Remark 9.12 [How to understand Bayes' Theorem] Bayes' theorem 9.11 is usually read as follows.

$(a'):$ If a measured value $ x$ $(\in X)$ obtained by the mixed measurement ${\mathsf M}_{L^\infty (\Omega ) } \big({\mathsf O}_1{{=}} $ $ (X , {\cal F} , F ), $ $ S_{[{}\ast] }({w_0}) \big)$ belongs to $ \Xi $ $(\in {\cal F})$, then, the following state collapse happens: $$ \underset{\mbox{ pre-state}}{\fbox{${w_0}$}} \xrightarrow[\mbox{ $x \in \Xi$}]{} \underset{\mbox{ post-state}}{\fbox{$w_{\rm new}$}} $$

The above (d) superficially contradicts the linguistic interpretation, which says that

\begin{align} \mbox{ "a state never moves".} \end{align}

In this sense, the above (d) (or, (d$'$)) (i.e., Bayes theorem) is convenient and makeshift.

Answer 9.13 [Bayes' Theorem (=Problem9.5 and the answer to (c$_2$))]

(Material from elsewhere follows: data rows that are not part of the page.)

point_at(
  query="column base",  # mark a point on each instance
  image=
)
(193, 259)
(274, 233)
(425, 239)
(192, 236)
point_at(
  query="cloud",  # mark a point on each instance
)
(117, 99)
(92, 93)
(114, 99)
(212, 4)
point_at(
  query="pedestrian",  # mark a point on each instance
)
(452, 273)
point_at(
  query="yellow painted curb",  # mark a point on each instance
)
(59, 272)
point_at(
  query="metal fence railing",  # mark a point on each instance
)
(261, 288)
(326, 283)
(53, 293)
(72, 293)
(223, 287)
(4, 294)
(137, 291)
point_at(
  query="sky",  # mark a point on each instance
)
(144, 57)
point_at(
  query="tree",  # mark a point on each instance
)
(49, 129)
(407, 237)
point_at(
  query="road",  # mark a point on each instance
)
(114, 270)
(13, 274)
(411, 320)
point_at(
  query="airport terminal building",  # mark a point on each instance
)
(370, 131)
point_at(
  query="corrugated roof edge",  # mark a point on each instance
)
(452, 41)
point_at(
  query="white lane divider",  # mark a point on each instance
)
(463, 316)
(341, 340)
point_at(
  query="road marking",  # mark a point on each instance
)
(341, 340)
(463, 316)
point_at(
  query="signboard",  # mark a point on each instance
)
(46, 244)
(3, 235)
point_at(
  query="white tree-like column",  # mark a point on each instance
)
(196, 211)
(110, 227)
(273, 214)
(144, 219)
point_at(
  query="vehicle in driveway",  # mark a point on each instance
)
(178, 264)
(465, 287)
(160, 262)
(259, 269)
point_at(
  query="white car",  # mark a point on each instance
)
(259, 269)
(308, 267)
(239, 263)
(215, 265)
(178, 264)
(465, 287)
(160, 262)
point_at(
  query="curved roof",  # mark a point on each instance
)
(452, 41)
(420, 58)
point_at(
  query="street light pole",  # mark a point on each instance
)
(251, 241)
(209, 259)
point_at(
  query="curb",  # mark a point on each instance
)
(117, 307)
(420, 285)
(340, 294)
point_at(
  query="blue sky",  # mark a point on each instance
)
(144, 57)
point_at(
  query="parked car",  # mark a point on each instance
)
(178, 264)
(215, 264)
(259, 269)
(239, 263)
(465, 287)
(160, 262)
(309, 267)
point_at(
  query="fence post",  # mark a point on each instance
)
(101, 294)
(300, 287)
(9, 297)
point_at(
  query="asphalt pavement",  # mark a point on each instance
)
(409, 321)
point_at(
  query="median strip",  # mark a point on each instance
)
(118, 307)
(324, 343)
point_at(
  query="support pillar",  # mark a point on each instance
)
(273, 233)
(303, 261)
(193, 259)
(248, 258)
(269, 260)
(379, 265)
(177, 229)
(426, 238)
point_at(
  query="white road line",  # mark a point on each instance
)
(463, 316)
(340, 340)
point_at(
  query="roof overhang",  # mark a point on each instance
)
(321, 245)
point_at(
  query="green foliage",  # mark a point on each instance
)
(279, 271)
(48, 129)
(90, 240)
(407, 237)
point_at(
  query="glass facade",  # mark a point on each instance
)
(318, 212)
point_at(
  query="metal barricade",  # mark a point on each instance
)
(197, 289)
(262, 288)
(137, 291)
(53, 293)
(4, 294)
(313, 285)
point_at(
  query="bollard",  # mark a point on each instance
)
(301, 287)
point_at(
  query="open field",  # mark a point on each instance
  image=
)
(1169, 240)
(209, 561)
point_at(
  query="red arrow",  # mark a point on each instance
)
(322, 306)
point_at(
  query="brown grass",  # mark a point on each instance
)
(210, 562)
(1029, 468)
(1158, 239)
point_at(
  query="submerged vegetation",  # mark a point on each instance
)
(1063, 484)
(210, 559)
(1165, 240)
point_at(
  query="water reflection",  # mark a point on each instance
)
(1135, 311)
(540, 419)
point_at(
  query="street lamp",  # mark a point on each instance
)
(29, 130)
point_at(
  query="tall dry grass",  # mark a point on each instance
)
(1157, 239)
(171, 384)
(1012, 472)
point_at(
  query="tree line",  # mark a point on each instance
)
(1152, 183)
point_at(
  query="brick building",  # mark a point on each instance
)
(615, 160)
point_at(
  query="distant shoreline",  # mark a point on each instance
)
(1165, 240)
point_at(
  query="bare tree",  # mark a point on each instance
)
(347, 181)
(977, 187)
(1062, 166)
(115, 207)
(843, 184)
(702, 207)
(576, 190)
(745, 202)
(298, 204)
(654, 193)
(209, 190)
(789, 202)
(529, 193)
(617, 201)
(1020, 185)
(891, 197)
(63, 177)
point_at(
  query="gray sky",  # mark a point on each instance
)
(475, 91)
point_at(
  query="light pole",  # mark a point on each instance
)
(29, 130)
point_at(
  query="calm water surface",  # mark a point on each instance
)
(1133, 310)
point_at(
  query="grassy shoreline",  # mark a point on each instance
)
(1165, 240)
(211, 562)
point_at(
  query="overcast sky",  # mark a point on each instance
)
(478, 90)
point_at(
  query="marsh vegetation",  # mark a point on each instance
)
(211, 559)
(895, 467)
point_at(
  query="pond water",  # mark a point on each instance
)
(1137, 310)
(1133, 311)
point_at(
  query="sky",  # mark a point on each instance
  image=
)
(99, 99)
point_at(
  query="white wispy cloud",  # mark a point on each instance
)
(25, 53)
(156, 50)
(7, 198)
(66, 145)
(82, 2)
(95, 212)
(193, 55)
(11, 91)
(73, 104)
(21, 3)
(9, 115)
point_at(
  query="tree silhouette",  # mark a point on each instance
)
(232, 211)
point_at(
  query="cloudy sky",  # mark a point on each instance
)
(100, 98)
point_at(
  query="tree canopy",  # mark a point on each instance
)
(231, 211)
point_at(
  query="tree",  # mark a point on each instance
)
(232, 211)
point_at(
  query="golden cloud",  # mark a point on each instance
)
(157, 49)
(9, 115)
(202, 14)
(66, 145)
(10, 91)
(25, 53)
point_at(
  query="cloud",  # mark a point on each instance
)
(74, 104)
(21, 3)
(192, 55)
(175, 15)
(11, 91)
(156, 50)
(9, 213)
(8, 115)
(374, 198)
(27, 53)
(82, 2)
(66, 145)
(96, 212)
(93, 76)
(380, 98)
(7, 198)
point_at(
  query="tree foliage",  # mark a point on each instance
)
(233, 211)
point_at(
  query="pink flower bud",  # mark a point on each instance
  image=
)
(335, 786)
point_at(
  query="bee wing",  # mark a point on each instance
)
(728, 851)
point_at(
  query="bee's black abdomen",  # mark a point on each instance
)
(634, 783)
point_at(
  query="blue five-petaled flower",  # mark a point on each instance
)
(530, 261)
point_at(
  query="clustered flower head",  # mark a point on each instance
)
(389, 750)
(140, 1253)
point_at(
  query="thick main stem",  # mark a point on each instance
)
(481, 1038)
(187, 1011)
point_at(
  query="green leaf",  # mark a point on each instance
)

Asssume that the state space$\Omega=\{\omega_1, \omega_2\}$ is defined by the discrete metric with the following measure $\nu$:

\begin{align} \nu(\{ \omega_1 \})=1, \qquad \nu(\{ \omega_2 \})=1 \tag{9.13} \end{align}

Thus, we start from the clasical basic structure:

\begin{align} [C_0(\Omega) \subseteq L^\infty (\Omega, \nu ) \subseteq B(L^2 (\Omega, \nu ))] \tag{9.14} \end{align}

in which we consider the mixed measurement ${\mathsf M}_{{L^\infty (\Omega) }} ({\mathsf O} {{=}}$ $ ( \{ W,$ $ B \},$ $ 2^{\{ W, B \} } ,$ $ F) , S_{ [{}{\ast}]}{(w)})$. Here, the observable ${\mathsf O}_{WB} = ( \{ W, B \}, 2^{\{ W, B \} } , F_{WB})$ in $L^\infty (\Omega)$ is defined by

\begin{align} & [F_{WB}(\{ W \})](\omega_1)= 0.8, & \quad & [ F_{WB}(\{ B \})](\omega_1)= 0.2 \nonumber \\ & [F_{WB}(\{ W \})](\omega_2)= 0.4, & \quad & [F_{WB}(\{ B \})] (\omega_2)= 0.6 \tag{9.15} \end{align}

Also,the mixed state $w_0 \in L^1_{+1}(\Omega , \nu )$ is defined by

\begin{align} w_0(\omega_1 ) = p, \qquad w_0(\omega_2)=1-p \tag{9.16} \end{align}

Then, by Axiom$^{(m)}$1 ( in $\S$9.1), we see

$(a):$ the probability that a measured value $x$ $(\in \{ W , B \})$ is obtained by ${\mathsf M}_{{L^\infty (\Omega) }} ({\mathsf O} {{=}}$ $ ( \{ W,$ $ B \},$ $ 2^{\{ W, B \} } ,$ $ F) , S_{ [{}{\ast}]}{(w)})$ is given by
\begin{align} P(\{ x \}) &= {}_{L^1(\Omega )} \big( w_0, F(\{x \}) \big)_{L^\infty(\Omega)} = \int_\Omega [F(\{ x \})]( \omega) \cdot w_0 (\omega) \nu(d \omega) \nonumber \\ & = p [F(\{ x \})](\omega_1) + (1-p) [F(\{ x \})](\omega_2) \nonumber \\ &= \left\{\begin{array}{ll} 0.8 p + 0.4 (1-p) \quad & (\mbox{if } x=W{}\; ) \\ 0.2 p + 0.6 (1-p) \quad & (\mbox{if } x=B{}\;) \end{array}\right. \tag{9.17} \end{align}

[$W^*$-algebraic answer to Problem 9.5(c$_2$) in $\S$9.1.2]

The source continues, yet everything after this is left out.